Sometimes you submit something and it gets accepted, edited and published by magic. You don’t hear anything until the book has been released, and you get the final copies and the check. You can see that things have been changed, but nothing too drastic. Then there are times when you sell something and it doesn’t get edited at all. It just gets published the way it is and you’re glad you took the time to make sure everything was perfect. Other times, and magazines do this often, they edit without contacting you and you want to scream. They use words and substitute phrases you wouldn’t use if you were on your last breath. But magazine fiction is a little different in the sense that they can get away things book editors can’t. And they pay well, which makes it easier to forgive.
And then there are those times when you submit something, the editor likes it and you begin a long, endless trail of e-mails about editing and revising. If you click with the editor, it’s fine. But if you don’t, it could be a problem. In fifteen years, I only reneged once on a book because I didn’t like what the editor did. And this involved changing the context of the story almost completely. (I didn’t hold it against him, and he didn’t hold it against me; I’ve been in other books he’s edited after that one.) But most of the time, I don’t mind the endless e-mails and the constant changes. I’ve learned to listen to these editors with an open mind and most of the time they have been correct about the suggested edits and revises.

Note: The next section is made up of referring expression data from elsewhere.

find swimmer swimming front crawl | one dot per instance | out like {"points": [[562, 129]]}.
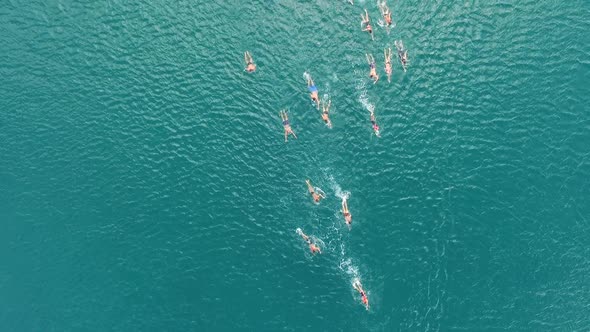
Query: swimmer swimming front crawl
{"points": [[313, 92], [373, 72], [250, 66], [367, 22], [286, 125], [316, 197], [345, 212], [357, 285], [325, 113], [386, 12], [312, 247], [388, 69]]}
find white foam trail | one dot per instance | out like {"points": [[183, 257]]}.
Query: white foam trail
{"points": [[337, 189], [306, 76], [350, 269], [363, 97]]}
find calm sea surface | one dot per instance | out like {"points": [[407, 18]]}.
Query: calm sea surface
{"points": [[145, 184]]}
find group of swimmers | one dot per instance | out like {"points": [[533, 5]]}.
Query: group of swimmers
{"points": [[317, 196], [324, 108]]}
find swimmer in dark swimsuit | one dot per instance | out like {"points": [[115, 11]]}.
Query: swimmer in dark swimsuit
{"points": [[374, 124], [325, 112], [316, 197], [313, 92], [357, 285], [373, 73], [286, 124], [388, 69], [402, 53], [367, 22], [386, 13], [250, 66], [346, 213]]}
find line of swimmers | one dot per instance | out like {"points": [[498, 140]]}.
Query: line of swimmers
{"points": [[314, 248], [366, 21]]}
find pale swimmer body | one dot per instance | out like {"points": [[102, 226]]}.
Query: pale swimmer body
{"points": [[250, 65], [346, 212], [325, 113], [359, 287], [313, 92], [402, 53], [388, 68], [286, 124], [366, 22], [373, 68]]}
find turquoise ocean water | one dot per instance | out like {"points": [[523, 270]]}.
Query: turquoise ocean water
{"points": [[145, 184]]}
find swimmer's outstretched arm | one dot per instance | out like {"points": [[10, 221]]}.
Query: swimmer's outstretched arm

And if I disagree (and sometimes I do), I’ve found they are willing to negotiate on most things. But it’s all about give and take.
And the editor of the book I’m talking about today is one of the serious ones. He doesn’t just ask for small revises: he’ll knock the first two pages off and switch the character around completely. But he never does it in an offensive way, and I’ve learned to appreciate his style and approach. And if I don’t like a revise or a suggestion he makes, I’ve learned to wait twenty-four hours before I reply. And I’m always glad I did.